The little man sat him down, and I placed an open bottle nice and convenient to his elbow.

Whether it was the prospect of good wine, or the delight of better company, or the thought of what was going to happen on the morrow, I could not tell; but it seemed to me the little Doctor laboured under a great deal of excitement, and I became more and more afraid that he would insist on bearing us company while the Earl and the Countess were away at church. Now it was enough to have on my hands two such models of stupidity as Paddy and Jem without having to look after Doctor Chord as well, and him glancing his eyes this way and that in apprehension of a blunderbuss.
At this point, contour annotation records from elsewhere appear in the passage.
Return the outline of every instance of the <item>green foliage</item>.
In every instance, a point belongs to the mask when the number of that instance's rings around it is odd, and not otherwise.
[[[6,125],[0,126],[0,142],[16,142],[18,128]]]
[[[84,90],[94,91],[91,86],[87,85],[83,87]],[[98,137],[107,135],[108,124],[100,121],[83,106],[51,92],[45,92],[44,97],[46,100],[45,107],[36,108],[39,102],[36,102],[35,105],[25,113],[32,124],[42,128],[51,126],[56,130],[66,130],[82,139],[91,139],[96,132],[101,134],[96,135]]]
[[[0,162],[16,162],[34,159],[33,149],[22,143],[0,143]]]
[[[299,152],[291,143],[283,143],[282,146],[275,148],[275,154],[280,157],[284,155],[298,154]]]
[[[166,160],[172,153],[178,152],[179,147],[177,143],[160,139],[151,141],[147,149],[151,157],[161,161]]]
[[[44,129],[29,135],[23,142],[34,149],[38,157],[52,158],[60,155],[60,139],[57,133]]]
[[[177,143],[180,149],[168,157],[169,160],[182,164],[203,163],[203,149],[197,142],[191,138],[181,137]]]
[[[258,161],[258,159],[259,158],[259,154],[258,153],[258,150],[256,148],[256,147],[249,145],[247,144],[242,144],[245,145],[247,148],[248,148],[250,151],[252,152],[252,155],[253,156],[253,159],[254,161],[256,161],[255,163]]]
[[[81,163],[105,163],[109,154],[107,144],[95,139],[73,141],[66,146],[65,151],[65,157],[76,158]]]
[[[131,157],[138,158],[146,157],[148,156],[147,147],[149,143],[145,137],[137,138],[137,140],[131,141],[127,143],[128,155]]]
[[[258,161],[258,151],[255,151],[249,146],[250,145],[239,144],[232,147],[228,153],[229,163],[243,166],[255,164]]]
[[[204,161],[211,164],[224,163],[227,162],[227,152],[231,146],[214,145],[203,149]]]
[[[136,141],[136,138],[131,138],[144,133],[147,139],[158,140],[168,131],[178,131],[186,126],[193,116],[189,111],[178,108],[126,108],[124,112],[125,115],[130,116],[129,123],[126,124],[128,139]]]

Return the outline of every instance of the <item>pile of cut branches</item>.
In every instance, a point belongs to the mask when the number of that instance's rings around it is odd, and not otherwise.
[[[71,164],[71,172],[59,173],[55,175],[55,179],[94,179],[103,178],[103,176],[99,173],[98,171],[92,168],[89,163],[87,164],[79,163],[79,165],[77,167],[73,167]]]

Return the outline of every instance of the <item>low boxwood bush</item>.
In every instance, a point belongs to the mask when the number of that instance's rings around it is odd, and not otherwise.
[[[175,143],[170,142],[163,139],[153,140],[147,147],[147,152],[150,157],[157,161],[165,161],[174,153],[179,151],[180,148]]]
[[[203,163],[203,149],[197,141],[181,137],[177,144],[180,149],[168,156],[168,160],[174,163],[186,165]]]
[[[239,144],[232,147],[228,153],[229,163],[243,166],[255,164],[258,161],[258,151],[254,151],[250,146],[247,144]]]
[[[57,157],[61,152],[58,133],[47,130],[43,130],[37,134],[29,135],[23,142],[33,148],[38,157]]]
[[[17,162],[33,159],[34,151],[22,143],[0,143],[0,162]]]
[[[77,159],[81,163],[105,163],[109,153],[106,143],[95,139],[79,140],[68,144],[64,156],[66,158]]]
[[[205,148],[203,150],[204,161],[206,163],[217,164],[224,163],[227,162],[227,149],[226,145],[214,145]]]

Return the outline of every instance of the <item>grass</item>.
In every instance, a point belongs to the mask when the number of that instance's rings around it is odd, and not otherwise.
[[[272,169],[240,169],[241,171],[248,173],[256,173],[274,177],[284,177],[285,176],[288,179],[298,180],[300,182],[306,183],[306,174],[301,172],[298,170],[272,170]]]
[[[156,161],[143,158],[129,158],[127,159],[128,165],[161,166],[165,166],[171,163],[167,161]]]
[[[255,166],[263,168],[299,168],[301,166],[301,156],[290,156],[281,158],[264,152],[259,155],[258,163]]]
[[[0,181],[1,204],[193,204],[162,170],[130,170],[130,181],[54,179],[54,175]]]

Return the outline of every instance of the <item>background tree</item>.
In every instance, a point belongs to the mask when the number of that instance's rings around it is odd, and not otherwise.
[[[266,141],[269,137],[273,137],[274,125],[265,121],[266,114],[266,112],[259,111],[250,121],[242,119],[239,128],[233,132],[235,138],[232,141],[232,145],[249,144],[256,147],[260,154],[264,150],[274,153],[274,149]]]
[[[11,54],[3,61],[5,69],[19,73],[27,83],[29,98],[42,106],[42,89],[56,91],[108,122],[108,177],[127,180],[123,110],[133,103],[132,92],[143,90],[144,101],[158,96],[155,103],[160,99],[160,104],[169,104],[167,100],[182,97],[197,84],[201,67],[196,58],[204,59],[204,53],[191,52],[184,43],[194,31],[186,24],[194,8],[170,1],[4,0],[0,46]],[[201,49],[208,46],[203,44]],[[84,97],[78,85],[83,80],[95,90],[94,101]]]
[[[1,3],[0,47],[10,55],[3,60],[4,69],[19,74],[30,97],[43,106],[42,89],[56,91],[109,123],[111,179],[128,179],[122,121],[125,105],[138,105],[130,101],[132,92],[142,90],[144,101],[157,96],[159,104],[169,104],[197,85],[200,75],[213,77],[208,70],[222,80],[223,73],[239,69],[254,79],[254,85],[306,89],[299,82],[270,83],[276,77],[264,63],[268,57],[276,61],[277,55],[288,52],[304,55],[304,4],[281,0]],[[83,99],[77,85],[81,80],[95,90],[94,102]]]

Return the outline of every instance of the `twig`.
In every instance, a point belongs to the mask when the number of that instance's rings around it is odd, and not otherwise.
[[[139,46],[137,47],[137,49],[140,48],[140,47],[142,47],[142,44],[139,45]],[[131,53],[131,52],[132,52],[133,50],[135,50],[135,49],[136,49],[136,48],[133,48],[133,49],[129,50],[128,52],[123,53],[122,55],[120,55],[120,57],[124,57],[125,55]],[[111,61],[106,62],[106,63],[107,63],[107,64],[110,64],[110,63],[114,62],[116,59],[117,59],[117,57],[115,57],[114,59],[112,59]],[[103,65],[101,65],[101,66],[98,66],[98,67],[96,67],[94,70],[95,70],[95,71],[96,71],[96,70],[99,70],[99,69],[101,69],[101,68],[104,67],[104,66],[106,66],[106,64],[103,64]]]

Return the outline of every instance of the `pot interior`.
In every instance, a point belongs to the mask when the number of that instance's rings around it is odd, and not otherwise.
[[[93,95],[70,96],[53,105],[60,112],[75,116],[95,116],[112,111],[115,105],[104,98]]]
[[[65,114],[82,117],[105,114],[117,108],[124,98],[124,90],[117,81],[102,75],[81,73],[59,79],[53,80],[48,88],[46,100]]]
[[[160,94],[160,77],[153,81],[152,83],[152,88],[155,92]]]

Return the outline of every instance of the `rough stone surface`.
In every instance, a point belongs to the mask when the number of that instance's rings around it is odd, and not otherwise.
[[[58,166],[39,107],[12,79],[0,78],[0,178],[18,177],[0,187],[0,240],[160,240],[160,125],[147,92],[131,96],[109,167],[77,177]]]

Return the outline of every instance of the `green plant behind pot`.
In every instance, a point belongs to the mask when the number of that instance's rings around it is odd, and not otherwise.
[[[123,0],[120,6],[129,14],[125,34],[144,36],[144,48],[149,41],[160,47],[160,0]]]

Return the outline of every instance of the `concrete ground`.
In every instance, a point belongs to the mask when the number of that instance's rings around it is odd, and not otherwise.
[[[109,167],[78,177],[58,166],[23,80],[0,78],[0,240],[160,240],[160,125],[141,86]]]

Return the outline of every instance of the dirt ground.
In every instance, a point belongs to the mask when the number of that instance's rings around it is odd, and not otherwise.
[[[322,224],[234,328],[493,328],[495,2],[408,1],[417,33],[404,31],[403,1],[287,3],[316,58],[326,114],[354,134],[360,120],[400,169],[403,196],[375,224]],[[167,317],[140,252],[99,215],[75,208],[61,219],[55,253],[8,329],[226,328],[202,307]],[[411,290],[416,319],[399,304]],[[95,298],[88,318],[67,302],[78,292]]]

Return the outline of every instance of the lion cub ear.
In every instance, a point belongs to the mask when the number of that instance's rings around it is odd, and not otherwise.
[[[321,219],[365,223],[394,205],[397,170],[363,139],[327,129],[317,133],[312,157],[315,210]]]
“Have you made all your plans, O’Ruddy?” he inquired, setting down his cup a good deal emptier than when he lifted it.

“I have,” said I.

“Are you entirely satisfied with them?” he continued.

“My plans are always perfect plans,” I replied to him, “and trouble only comes in the working of them. When you have to work with such raw material as I have to put up with, the best of plans have the unlucky habit of turning round and hitting you in the eye.”

“Do you expect to be hit in the eye to-morrow?” asked the Doctor, very excited, which was shown by the rattle of the bottle against the lip of his cup.

“I’m only sure of one thing for to-morrow,” said I, “and that is the certainty that if there’s blunder to be made one or other of my following will make it. Still, I’m not complaining, for it’s good to be certain of something.”

“What’s to be your mode of procedure?” said the Doctor, giving me a touch of his fine language.

“We wait in the lane till the church bells have stopped ringing, then Paddy and Jem go up to the little door in the wall, and Paddy knocks nice and quietly, in the expectation that the door will be opened as quietly by Strammers, and thereupon Jem and Paddy will be let in.”

“But won’t ye go in with them?” inquired the little Doctor very hurriedly.

“Doctor Chord,” said I, lifting up my cup, “I have the honour to drink wine with you, and to inform you that it’s myself that’s outlining the plan.”

“I beg your pardon for interrupting,” said the Doctor; then he nodded to me as he drank.

“My two villains will go in alone with Strammers, and when the door is bolted, and they have passed the time of day with each other, Paddy will look around the garden and exclaim how it excels all the gardens that ever was, including that of Eden; and then Jem will say what a pity it was they couldn’t have their young friend outside to see the beauty of it. It is my expectation that Strammers will rise to this, and request the pleasure of their young friend’s company; but if he hesitates Paddy will say that the young friend outside is a free-handed Irishman who would no more mind a shilling going from his pocket into that of another man than he would the crooking of an elbow when a good drink is to be had. But be that as it may, they’re to work me in through the little door by the united diplomacy of England and Ireland, and, once inside of the walls, it is my hope that I can slip away from them and see something of the inside of the house as well.”

“And you have the hope that you’ll find Lady Mary in the withdrawing-room,” said the Doctor.

“I’ll find her,” says I, “if she’s in the house; for I’m going from room to room on a tour of inspection to see whether I’ll buy the mansion or not.”

“It’s a very good plan,” said the Doctor, drawing the back of his hand across his lips. “It’s a very good plan,” he repeated, nodding his head several times.

“Now, by the Old Head of Kinsale, little man,” said I, “what do you mean by that remark and that motion of the head? What’s wrong with the plan?”